The alley again. The storm. Only this time I don't get into the Uber. The two men don't just laugh—they cross the street, step into the shadows, and I can't move. My sandals slip on the wet pavement, my voice won't work. One grabs my arm. The other yanks my purse away.
"Stop," I hear myself rasp, but they don't.
The rain drowns my words, thunder shakes the ground, and suddenly it's not just two men—it's more. Shadows crowding in, faceless, hands pulling, voices jeering. Panic crushes my lungs.
And then—he appears.
The faceless man.
Not to save me. To claim me. He's there in the chaos, part of it, his presence heavier than the storm. His hands pin mine, not cruel, but unyielding. His mouth is at my ear, his voice a low growl I can't quite make out, though the meaning is clear: you're mine now.

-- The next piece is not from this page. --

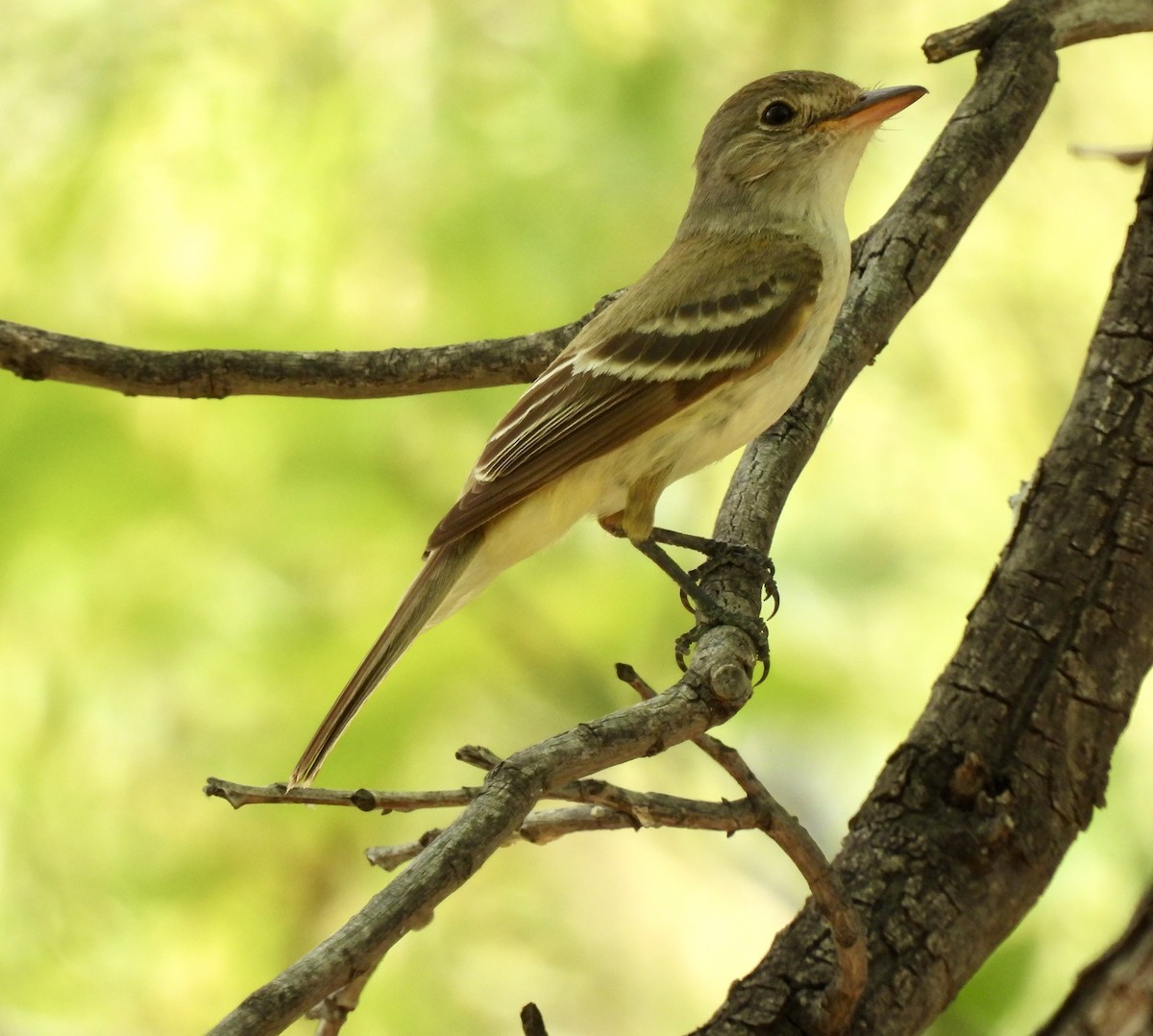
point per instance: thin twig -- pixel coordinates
(798, 845)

My body twists between terror and heat, fear and something I don't want to admit. He pushes me, coaxes me, demands in a way that feels both dangerous and inevitable. Rough. Unforgiving. And in the dream, I yield. Not because I want to, but because resisting feels impossible.
The lines blur—attack and embrace, fear and desire, no longer separate.
I wake with a strangled gasp, clutching the sheets, my body buzzing like it's been rewired.
The lamp still burns. The room is empty.
But the cologne—sharp, expensive, familiar—hangs faintly in the air.
And I can't shake the feeling that maybe I didn't dream all of it.